When I bought Viohalco’s shares 10 days ago, I expected Greek BIOX stock to continue trending sideways. Stock trading is all about buying low and selling high and for the time being I had just managed to buy low. It had been pretty clear that the stock’s price had found support at €3.40 price level. I just had to set a tight stop loss at €3.20 risking about 0.20 per share for a likely reward up to 0.60 per share. I have now scaled out almost 80% of my initial position securing close to €500 profits, while letting the rest of the shares catch a possible breakout above the resistance level of the trending channel. On the other hand I don’t stand losing any money, since I have moved my stop loss above the entry point, making it a risk-free trade.
It only took 2 days to scale out half of my position and secure about €250 profit. My long trade on 10th of January for 1,975 shares (didn’t manage to effectively buy 2,000 shares at my price target) at €3.43 average price had a risk of €400. I usually take out my first profit when the stock’s price has moved the same ticks as the number of ticks I risk with my stop loss. In this case I risked about €0.23 per share, so I was looking to trade out 1,000 shares at more than €3.66.
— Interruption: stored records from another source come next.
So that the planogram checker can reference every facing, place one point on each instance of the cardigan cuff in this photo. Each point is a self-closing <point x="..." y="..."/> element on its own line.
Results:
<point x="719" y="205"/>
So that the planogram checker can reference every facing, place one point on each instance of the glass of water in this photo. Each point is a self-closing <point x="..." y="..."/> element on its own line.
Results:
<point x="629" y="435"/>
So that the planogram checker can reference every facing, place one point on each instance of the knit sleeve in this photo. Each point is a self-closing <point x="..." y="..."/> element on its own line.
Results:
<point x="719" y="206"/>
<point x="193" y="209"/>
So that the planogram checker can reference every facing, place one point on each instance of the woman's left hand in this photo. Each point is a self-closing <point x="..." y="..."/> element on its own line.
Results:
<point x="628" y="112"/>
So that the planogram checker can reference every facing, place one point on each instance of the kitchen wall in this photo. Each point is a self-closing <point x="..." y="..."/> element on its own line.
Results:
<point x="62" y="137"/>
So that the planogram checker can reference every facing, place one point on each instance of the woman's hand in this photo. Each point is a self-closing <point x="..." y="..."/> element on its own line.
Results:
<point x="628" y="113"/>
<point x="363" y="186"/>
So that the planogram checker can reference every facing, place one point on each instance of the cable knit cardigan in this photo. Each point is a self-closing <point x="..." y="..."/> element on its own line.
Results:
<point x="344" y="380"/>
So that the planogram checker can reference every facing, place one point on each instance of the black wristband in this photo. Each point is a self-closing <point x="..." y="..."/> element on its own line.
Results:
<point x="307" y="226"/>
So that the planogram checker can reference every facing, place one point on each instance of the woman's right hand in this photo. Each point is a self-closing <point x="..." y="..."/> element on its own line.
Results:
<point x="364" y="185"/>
The stock didn’t lose momentum though and I was able to trade out 25% of my position at the resistance level at €4.00 as well. Selling 500 shares at €3.99 has been a perfect exit point, noted by the long shadow of that day’s candlestick at the daily chart. That trade secured me even more profit, €280 to be precise. As I have now scaled out 75% of my trading position, I have now allowed myself a risk-free trade of 475 shares of VIOX stock, since I will trade out at breakeven point, should the price falls back. On the contrary, if the resistance level of the channel is overcome, given the fact that the Bollinger Bands’ width gets narrower in the weekly chart, I could make even more money due to the strong imminent breakout with just 475 shares than what I have already made by trading 1,500 shares!